Method: This paper proposes Depth-Conditioned Translation Optimization (DTO), a novel framework that jointly optimizes the translational relationships of multiple people in camera space under depth constraints, enabling scene-consistent 3D layout reconstruction. Built upon a maximum-a-posteriori (MAP) formulation, DTO integrates anthropometric priors and monocular depth cues to jointly optimize pseudo-labels for all persons in an image—the first such approach for multi-person settings.
Contributions/Results: We introduce DTO-Humans, a large-scale, scene-consistent dataset containing 560K images with an average of 4.8 persons per image. Additionally, we design Metric-Aware HMR, a network that end-to-end estimates metric-scale human meshes and camera parameters. Our method achieves state-of-the-art performance on both multi-person mesh recovery and relative depth inference.
📝 Abstract
Multi-person human mesh recovery from a single image is a challenging task, hindered by the scarcity of in-the-wild training data. Prevailing in-the-wild human mesh pseudo-ground-truth (pGT) generation pipelines are single-person-centric, where each human is processed individually without joint optimization. This oversight leads to a lack of scene-level consistency, producing individuals with conflicting depths and scales within the same image.
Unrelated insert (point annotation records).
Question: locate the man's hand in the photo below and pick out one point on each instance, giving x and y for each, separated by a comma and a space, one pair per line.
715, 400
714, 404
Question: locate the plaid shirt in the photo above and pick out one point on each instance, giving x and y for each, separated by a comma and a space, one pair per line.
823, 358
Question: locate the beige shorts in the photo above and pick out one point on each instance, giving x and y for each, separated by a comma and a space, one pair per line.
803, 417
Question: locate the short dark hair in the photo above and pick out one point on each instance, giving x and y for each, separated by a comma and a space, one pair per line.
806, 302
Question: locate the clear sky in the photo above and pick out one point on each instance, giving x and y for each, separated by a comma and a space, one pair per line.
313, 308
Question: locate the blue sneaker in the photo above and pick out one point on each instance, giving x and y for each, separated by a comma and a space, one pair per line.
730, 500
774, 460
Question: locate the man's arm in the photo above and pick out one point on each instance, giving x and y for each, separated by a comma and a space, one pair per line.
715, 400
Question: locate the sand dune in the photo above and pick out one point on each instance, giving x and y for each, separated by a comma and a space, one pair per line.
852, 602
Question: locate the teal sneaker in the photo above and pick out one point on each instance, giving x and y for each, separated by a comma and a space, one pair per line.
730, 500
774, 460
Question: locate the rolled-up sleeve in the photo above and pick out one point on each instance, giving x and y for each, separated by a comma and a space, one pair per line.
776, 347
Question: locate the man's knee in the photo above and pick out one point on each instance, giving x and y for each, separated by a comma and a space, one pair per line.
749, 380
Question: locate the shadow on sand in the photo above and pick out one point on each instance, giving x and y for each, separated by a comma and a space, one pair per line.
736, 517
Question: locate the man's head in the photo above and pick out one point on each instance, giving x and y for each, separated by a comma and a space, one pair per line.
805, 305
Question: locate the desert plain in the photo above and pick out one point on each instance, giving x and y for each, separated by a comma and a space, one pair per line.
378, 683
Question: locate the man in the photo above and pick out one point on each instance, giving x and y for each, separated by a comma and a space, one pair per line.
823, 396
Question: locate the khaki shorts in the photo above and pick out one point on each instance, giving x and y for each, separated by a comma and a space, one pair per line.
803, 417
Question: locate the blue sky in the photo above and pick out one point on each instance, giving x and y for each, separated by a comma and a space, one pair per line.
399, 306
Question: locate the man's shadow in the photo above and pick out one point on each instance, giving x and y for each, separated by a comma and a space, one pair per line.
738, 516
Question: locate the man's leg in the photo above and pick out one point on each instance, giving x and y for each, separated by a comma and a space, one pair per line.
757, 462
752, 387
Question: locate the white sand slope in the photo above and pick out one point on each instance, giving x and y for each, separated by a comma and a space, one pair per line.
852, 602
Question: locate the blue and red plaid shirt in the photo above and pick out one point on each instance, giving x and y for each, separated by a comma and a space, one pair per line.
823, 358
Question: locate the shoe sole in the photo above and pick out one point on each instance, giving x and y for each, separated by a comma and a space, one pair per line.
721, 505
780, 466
To address this, we introduce Depth-conditioned Translation Optimization (DTO), a novel optimization-based method that jointly refines the camera-space translations of all individuals in a crowd. By leveraging anthropometric priors on human height and depth cues from a monocular depth estimator, DTO solves for a scene-consistent placement of all subjects within a principled Maximum a posteriori (MAP) framework. Applying DTO to the 4D-Humans dataset, we construct DTO-Humans, a new large-scale pGT dataset of 0.56M high-quality, scene-consistent multi-person images, featuring dense crowds with an average of 4.8 persons per image. Furthermore, we propose Metric-Aware HMR, an end-to-end network that directly estimates human mesh and camera parameters in metric scale. This is enabled by a camera branch and a novel relative metric loss that enforces plausible relative scales. Extensive experiments demonstrate that our method achieves state-of-the-art performance on relative depth reasoning and human mesh recovery. Code and data will be released publicly.